NavList:
A Community Devoted to the Preservation and Practice of Celestial Navigation and Other Methods of Traditional Wayfinding
From: Frank Reed
Date: 2019 Aug 2, 10:57 -0700
David C, you wrote:
"Several references I have found, the earliest from the Admiralty Manual of Navigation 1922, use a phrase similar to [a small triangle or "cocked hat"]. To me what is important is that cocked hat is in quotes which suggests that in the late 19th and early 20th century it was a slang expression."

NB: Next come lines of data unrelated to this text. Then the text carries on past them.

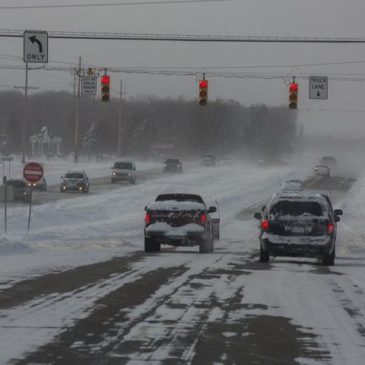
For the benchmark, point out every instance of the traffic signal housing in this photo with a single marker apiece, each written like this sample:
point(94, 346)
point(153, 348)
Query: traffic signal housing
point(105, 88)
point(203, 92)
point(293, 95)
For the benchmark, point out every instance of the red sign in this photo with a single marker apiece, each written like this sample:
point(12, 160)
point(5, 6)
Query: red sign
point(33, 172)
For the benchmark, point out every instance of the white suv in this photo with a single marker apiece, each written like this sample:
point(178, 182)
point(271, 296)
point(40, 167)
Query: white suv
point(124, 170)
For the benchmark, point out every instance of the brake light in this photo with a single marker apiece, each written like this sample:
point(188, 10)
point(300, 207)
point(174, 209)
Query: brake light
point(147, 218)
point(265, 225)
point(203, 219)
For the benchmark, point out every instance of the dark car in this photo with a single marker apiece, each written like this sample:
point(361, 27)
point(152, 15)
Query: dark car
point(21, 192)
point(172, 165)
point(179, 220)
point(124, 170)
point(208, 160)
point(75, 181)
point(40, 185)
point(299, 224)
point(329, 161)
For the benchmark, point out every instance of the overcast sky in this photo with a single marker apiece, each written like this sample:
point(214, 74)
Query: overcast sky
point(343, 112)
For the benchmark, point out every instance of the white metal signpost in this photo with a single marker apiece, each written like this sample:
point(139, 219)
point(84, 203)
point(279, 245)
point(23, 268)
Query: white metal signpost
point(318, 87)
point(88, 85)
point(35, 46)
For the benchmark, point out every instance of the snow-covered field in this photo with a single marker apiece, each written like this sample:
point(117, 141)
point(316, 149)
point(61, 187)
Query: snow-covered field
point(95, 227)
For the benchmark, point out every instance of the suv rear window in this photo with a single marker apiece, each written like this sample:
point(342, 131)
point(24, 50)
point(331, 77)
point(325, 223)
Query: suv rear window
point(123, 166)
point(296, 208)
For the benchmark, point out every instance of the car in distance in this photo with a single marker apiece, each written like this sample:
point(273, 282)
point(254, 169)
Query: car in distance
point(178, 220)
point(172, 165)
point(208, 160)
point(329, 161)
point(299, 224)
point(21, 192)
point(292, 185)
point(75, 181)
point(124, 170)
point(40, 185)
point(322, 170)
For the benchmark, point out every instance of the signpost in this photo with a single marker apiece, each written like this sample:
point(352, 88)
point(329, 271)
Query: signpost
point(32, 172)
point(318, 87)
point(35, 50)
point(35, 46)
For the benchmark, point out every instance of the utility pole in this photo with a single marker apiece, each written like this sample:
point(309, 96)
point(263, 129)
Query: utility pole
point(77, 116)
point(25, 112)
point(119, 149)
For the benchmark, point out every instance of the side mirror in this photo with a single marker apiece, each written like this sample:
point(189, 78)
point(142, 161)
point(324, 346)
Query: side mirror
point(258, 215)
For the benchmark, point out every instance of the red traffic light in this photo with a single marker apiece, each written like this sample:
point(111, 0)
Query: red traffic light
point(203, 84)
point(203, 92)
point(293, 86)
point(105, 80)
point(105, 88)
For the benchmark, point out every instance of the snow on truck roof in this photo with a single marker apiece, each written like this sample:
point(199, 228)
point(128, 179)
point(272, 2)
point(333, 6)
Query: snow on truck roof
point(176, 205)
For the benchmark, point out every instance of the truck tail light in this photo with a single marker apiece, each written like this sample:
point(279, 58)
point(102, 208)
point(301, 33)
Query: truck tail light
point(330, 228)
point(203, 219)
point(147, 218)
point(265, 225)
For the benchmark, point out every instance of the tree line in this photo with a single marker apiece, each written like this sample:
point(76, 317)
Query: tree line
point(150, 125)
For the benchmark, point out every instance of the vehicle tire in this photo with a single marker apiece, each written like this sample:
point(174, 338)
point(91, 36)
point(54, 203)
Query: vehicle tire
point(329, 260)
point(264, 255)
point(150, 245)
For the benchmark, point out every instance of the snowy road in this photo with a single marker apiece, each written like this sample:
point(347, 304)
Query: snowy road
point(80, 290)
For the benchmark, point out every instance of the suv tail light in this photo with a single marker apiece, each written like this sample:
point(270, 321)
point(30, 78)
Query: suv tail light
point(265, 225)
point(203, 219)
point(330, 228)
point(147, 218)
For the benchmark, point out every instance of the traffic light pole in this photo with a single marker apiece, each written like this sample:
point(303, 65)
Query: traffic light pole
point(77, 115)
point(25, 112)
point(119, 150)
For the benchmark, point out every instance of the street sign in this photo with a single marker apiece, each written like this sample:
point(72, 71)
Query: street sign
point(33, 172)
point(35, 46)
point(7, 158)
point(318, 87)
point(88, 85)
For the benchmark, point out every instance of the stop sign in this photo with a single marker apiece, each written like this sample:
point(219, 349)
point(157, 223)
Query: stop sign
point(33, 172)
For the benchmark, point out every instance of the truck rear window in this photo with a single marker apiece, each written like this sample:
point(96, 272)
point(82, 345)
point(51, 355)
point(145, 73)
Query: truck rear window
point(296, 208)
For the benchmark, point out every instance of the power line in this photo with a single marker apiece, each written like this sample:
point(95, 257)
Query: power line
point(89, 5)
point(185, 38)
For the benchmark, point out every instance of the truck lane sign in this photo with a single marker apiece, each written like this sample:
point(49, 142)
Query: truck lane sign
point(35, 46)
point(318, 87)
point(33, 172)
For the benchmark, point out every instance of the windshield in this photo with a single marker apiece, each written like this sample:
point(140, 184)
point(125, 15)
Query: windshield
point(123, 166)
point(74, 175)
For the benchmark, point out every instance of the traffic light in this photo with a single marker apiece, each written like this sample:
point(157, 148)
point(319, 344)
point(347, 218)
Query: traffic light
point(105, 88)
point(293, 95)
point(203, 92)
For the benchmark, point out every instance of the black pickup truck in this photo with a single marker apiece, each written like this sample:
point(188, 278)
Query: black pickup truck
point(178, 220)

Yes, I would say that it clearly is a slang-y expression. And, yes, I agree that they're indicating this, and maybe some formal misgivings about this term, by putting it in quotes. It's a "funny" metaphor, and that's all. I don't think it's relevant what sort of hat was in common use in naval uniforms at the time. It seems quite clear that the intent was to provide a memorable, pithy name for that little triangle, and the three corner hat, which was familiar to most everyone even if it was no longer fashionable, implied by "cocked hat" made a certain community of people laugh, so the name stuck.
In your follow-up message, you wrote:
"I have looked at the index of Bowditch 1958 and also that in Dutton's Navigation and Nautical Astronomy 1951 and cannot find the phrase cocked hat. Because of the way the indexes are formatted I may have overlooked the words."
This sort of thing is greatly facilitated by technology. Searching mid-century editions of Bowditch on HathiTrust, I found no references to cocked hats. This supports the idea that the expression originated in British usage a few decades earlier and had not yet crossed the Atlantic --at least not to the desks of the editors of Bowditch at that time. We can similarly search the latest (2017) edition of Bowditch directly via the pdf files and there are now numerous references to "cocked hats" and always in quotes. It's even in the glossary: "cocked hat. Error triangle formed by lines of position which do not cross at a common point."
You added:
"In the gps era navigation enthusiasts began to analyse cocked hats [/duck] ad nauseum - reference the unintelligible (to me) discussions about where in the cocked hat a ship is."
I agree it's been ad nauseam and frequently pointless. If you have found the discussions unintelligible it's because they are almost always consumed by ramblings from confused contributors who seem to think there's something complicated in all of this merely because there's math that underlies it (one can understand the result and ignore the derivation just as in so many other cases in navigation). Really the only thing you need to remember in practice is that the fix should not be marked near the center of the triangle, but rather it should be placed near the short side of the triangle (if any). And if you see a dozen cases properly calculated, you'll be able to do this on paper without calculation.
The key case:
Suppose you have a triangle from sights taken on bearings (true azimuths) of 0°, 270°, and 178°. Get out a piece of paper and draw the corresponding lines of position. Assuming some random errors in the sights, you'll have a long, narrow triangle with a short side on the west and two very long sides on the north and south. Next, if asked to indicate the fix many people without thinking on it much would select the center of the triangle. But that's wrong in every sense. The fix is very close to the short side. And this isn't some fancy mathematical argument. It's obvious if you take this case and replace the third azimuth with 180°. Draw it out, and you'll see why. This is 99% of the point of all those discussions. If you can see this, the rest is not really navigationally significant. All the rest is just mathematics mixed with confusion (some people bring math to the table, some bring intractable confusion).